Continental is selling parts of its Vistesco Technologies and Contitech divisions. Vistesco produces powertrain systems, and Contitech focuses on rubber components. The divestment is part of Continental’s $1.2B restructuring plan.
BorgWarner completed its purchase of Delphi Technologies late last week.
A Toyota-Panasonic JV will build lithium-ion batteries for hybrid vehicles at a Panasonic plant in Tokushima, Japan starting in 2022. The production line will have enough capacity to produce around 500,000 batteries per year.
GM tentatively agreed to purchase an 11% stake in Nikola, a revision after Nikola’s stock price plummeted. GM would manufacture an electric pickup for Nikola and provide hydrogen fuel-cell technology.
Ford revealed it owns a 7.6% stake in Velodyne Lidar in an SEC filing.
DURA Automotive has broken ground on its new plant in Muscle Shoals, Alabama.
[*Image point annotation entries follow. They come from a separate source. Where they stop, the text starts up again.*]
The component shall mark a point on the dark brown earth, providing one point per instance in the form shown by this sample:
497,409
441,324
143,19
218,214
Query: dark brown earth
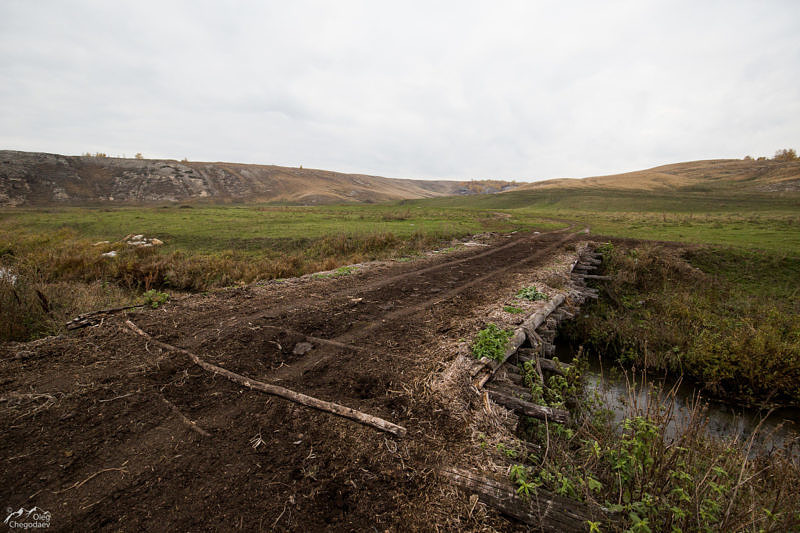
91,435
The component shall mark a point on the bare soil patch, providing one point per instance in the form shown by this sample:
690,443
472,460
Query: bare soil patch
92,421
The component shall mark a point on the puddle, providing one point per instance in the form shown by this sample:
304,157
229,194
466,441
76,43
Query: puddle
779,430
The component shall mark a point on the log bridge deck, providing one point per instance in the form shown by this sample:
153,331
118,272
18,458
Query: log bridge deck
505,385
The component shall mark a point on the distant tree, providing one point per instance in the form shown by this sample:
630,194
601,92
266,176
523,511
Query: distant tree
787,154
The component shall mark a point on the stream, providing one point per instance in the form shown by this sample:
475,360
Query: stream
779,431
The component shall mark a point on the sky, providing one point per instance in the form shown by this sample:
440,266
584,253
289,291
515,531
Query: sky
435,89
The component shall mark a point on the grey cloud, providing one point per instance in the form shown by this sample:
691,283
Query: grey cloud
522,90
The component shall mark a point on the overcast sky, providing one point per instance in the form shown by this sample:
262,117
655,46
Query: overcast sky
520,90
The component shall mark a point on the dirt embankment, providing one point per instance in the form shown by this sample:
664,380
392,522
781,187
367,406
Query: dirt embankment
96,423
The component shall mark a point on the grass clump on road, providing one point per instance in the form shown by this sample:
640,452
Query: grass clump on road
491,342
531,294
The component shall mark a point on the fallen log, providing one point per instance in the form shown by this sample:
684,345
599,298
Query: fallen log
520,334
529,409
519,391
549,365
542,509
83,320
275,390
593,276
191,424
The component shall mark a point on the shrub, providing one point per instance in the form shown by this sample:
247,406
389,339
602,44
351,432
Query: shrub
531,293
491,342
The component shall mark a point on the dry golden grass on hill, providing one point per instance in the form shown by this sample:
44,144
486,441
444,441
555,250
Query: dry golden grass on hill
709,175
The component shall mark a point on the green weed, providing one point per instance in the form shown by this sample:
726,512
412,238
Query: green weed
154,298
491,342
531,294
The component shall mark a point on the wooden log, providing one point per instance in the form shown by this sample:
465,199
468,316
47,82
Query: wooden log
83,320
275,390
548,365
520,391
529,409
513,377
525,331
593,276
543,510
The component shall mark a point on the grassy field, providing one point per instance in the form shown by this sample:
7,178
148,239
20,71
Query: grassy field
721,310
754,221
54,256
260,229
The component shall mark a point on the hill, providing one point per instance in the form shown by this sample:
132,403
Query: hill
40,179
714,175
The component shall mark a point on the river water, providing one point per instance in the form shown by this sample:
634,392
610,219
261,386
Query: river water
778,430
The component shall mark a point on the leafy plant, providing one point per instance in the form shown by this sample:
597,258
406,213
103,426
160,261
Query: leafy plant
530,293
154,298
491,342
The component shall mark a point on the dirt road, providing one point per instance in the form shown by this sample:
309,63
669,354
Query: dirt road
95,424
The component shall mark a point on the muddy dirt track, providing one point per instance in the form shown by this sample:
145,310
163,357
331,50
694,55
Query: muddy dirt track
95,422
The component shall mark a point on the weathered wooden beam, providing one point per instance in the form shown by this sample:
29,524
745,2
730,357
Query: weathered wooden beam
275,390
519,336
543,510
593,276
520,391
547,365
86,319
529,409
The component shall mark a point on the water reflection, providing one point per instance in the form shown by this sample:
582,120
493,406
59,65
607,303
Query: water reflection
618,392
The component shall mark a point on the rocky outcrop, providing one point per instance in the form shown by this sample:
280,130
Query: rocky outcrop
33,179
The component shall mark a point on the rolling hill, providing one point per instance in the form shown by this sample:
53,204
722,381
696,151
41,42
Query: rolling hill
714,175
40,179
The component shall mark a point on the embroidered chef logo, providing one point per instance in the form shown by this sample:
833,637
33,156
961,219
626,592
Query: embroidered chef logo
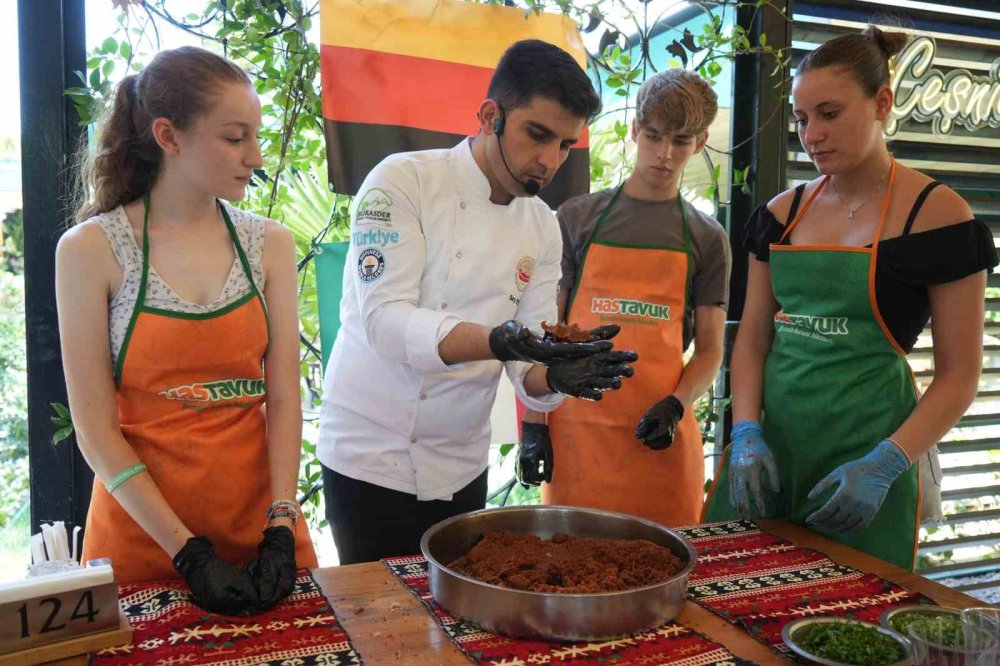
821,329
374,208
371,264
628,311
522,276
218,391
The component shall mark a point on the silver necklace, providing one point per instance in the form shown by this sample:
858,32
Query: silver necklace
852,211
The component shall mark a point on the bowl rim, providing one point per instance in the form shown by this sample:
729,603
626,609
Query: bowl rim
926,609
790,627
682,574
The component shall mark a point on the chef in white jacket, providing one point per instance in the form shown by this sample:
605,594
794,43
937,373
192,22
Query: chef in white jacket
453,263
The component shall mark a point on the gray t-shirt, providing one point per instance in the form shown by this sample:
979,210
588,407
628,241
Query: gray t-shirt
651,224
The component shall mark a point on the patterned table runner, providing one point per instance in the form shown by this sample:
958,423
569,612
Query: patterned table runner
169,630
760,582
670,645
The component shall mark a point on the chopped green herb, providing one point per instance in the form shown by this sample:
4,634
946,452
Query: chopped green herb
943,628
849,643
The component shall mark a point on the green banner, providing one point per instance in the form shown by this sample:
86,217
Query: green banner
330,259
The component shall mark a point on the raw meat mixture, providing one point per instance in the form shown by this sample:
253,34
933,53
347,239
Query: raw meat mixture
566,564
566,332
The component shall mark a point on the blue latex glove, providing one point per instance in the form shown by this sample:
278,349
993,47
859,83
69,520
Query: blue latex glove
862,487
748,457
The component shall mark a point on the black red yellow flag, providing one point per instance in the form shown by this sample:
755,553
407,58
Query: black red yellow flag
401,75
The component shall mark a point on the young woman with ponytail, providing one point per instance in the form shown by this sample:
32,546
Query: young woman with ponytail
845,273
177,314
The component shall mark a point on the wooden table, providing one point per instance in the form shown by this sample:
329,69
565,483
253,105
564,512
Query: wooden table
389,625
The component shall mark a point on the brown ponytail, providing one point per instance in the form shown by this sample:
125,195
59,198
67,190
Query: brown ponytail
865,56
179,85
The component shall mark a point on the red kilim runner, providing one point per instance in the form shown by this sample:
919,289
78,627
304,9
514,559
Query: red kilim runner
669,645
760,582
169,630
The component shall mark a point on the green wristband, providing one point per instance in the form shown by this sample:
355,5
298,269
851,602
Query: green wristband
124,476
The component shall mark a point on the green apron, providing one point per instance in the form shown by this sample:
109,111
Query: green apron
835,385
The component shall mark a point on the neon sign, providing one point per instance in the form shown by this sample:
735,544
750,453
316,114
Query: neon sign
944,100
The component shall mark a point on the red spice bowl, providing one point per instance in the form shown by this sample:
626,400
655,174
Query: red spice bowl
554,615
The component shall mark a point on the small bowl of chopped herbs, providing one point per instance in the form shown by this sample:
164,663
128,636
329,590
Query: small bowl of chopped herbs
832,641
945,622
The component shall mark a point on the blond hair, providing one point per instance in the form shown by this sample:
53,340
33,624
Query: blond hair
679,99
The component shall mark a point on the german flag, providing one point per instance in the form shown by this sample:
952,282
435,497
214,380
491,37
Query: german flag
401,75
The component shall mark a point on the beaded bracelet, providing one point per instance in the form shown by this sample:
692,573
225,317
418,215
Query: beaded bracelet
124,476
901,449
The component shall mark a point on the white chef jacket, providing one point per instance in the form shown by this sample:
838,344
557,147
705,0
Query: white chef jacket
428,251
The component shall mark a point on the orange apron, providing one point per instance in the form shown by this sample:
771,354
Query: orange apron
598,462
191,403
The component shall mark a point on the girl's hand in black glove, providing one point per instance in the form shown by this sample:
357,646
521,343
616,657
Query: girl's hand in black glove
658,426
216,585
273,571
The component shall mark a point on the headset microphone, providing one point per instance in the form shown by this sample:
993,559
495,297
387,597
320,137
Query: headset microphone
530,186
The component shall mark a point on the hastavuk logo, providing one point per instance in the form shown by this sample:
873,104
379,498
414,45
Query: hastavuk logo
623,309
224,389
816,328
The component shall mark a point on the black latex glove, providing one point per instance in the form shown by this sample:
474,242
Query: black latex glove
216,585
589,377
534,455
657,427
513,341
273,571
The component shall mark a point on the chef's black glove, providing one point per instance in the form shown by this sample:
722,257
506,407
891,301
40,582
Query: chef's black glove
513,341
216,585
273,571
657,427
534,455
589,377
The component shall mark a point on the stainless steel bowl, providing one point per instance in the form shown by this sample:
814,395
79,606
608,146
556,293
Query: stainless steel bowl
791,633
564,617
923,609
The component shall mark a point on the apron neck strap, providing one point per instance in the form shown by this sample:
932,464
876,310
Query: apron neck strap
882,216
805,207
244,262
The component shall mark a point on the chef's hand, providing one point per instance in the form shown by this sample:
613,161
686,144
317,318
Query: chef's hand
216,585
589,377
749,456
657,427
513,341
862,485
534,455
273,571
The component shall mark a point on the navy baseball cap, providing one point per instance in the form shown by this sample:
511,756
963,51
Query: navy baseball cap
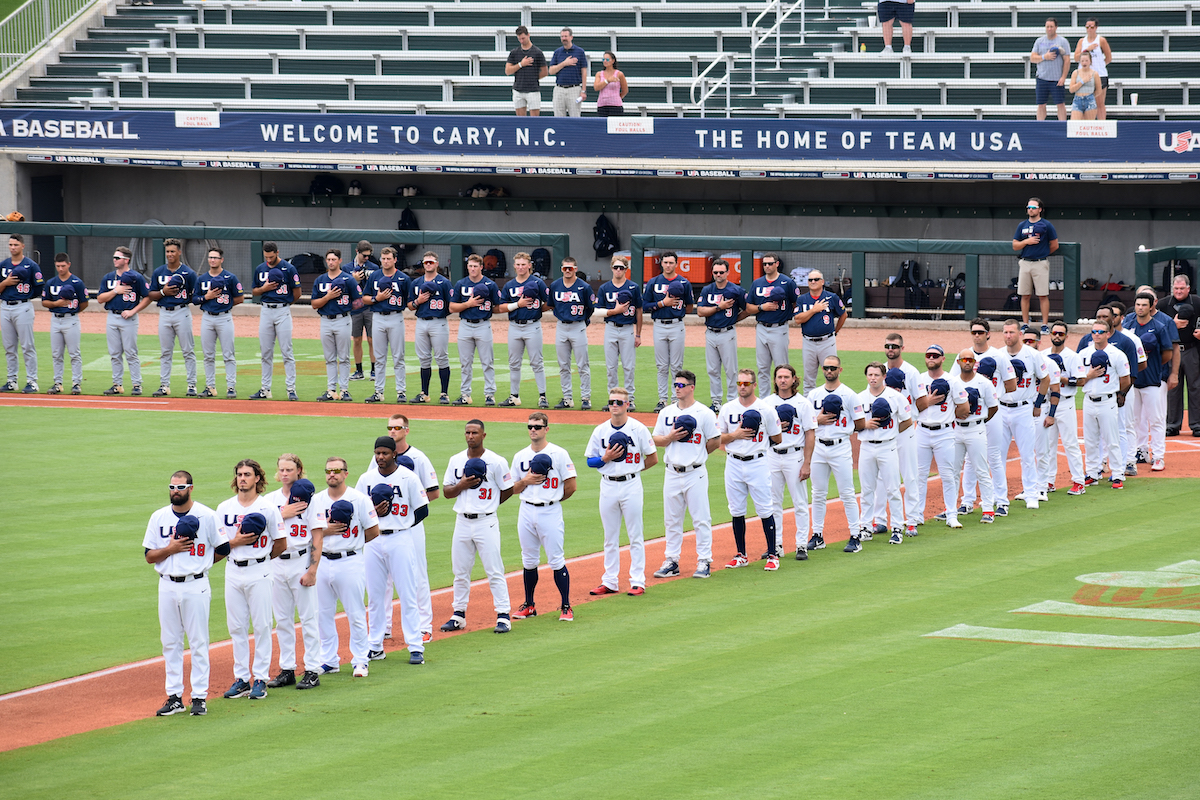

The $75M, 200k sf facility will be completed by April 2021 and employ around 279 full-time workers.
Faurecia has opened its R&D center for hydrogen storage systems in Bavans, France.
Tesla warned workers that an employee was fired after they “maliciously sabotaged” part of its Fremont, California factory in September.
Toyota and Nissan will reportedly ask the UK to pay them back any customs charges leveled against their cars in the event of a “no-deal” Brexit.
BMW’s CFO, Nicolas Peter, believes Brexit could cost the auto industry $13B without tariff-free trade.
To cut battery costs in half, Tesla plans to produce a new type of battery cell at its Berlin Gigafactory. Elon Musk says it could be a “significant production risk.”